We live in an age of remarkable cultural proliferation. Never before in history has the median citizen of a wealthy nation had access to such a panoply of cultural products. The sheer density of the media landscape defies both enumeration (from TV to listicles to audiobooks) and description (with genre-busting online content resisting categorisation alongside traditional forms of education and entertainment).

This media proliferation is, in a very real sense, the result of globalisation - a contested term, certainly, but an undeniably apt one in a unipolar world (for now, still) dominated by the vast cultural machine of the United States (which is, in turn, underpinned by the US's vast material wealth, and rooted in petrochemical extraction).

And yet the mass production of culture has also produced the counter-tendency of fragmentation and atomisation. With the advent of the internet, in particular, subcultures have never been more accessible. Are you interested in images of birds with crudely photoshopped or doodled human arms? Maybe you're one of the absolute degenerates who think computers are kind of neat and would like to touch them more? Or perhaps you deeply identify as a Bat-Eared Fox? Whatever your niche, the marvels of the internet mean that there is a community out there for you, just a few clicks of a button away.

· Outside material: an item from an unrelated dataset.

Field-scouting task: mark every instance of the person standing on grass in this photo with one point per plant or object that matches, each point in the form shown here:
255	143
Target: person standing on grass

This is, perhaps, one of the original internet utopias - a place for the loners and weirdos who, by accident of birth or economic circumstance, don't have access to a community of fellow travellers within a feasible commute.

The dystopian obverse of this utopian dream has been clear for some time now. The culture of online fascism (sometimes called the alt-right) is one obvious and particularly abhorrent manifestation. I wouldn't be the first to observe that the canker of fascism often festers around splinters of truth which the social mainstream can't or won't address. Naomi Klein calls this tendency the Mirror World - a place where left-wing grievances are transformed into funhouse mirror versions of themselves. The government is oppressing you - by kidnapping your children and drinking their blood. The climate is being altered - by jewish space lasers. Wages are historically low - because the liberal elites are ethnically cleansing honest white workers and replacing them with the unwashed migrant tide.

And so, in another paradoxical turn, ascendant fascist forces are turning to address the very social fragmentation from which they formed.

The revolutionary right understands that loneliness and despair are rampant - but easier to blame this on nazi-punching online leftists than to tackle the real social decay that is happening all around us. As "global north" governments, particularly in the Anglosphere, continue to gut our social fabric and feed it into insatiable maw of capitalist accumulation, the right have an easy but wrong answer to the deep alienation we all feel - punish the Other. Destroy or assimilate countercultural movements by force. The liberal consensus is dying - long live the fascistic plutarchy.

The outlook for those of us on the left is bleak. As cruel and nihilistic as fascism is, it undoubtedly does deliver on one thing - the sadistic thrill of lashing out against your enemies, the psychological security of belonging to the in-group, and meaning, as twisted and sadistic as that meaning may be. The US is a case in point, of course, but these issues are equally relevant, and perhaps even more urgent, in the UK. We are living under a historically unpopular labour government, a government bereft of ideas and seemingly resigned to waltzing despondently into the shadow of naked US-style plutocratic fascism. Our institutions will not save us, and we can expect that in the face of increasing climate breakdown and supply shocks, the fascist foothold on UK politics will only continue to grow.

But of course, we can't work from the right's playbook. For obvious reasons, a left-wing movement cannot rely on the police state to crush its cultural enemies, the way the insurgent US right is currently playing it out. Pressing questions for us, then, are how to undermine online fascist recruitment, and how to build inclusive and united social movements outside of the decaying structures of social-democratic-capitalism. Managing this, while navigating our fragmented cultural landscapes, will be no easy task.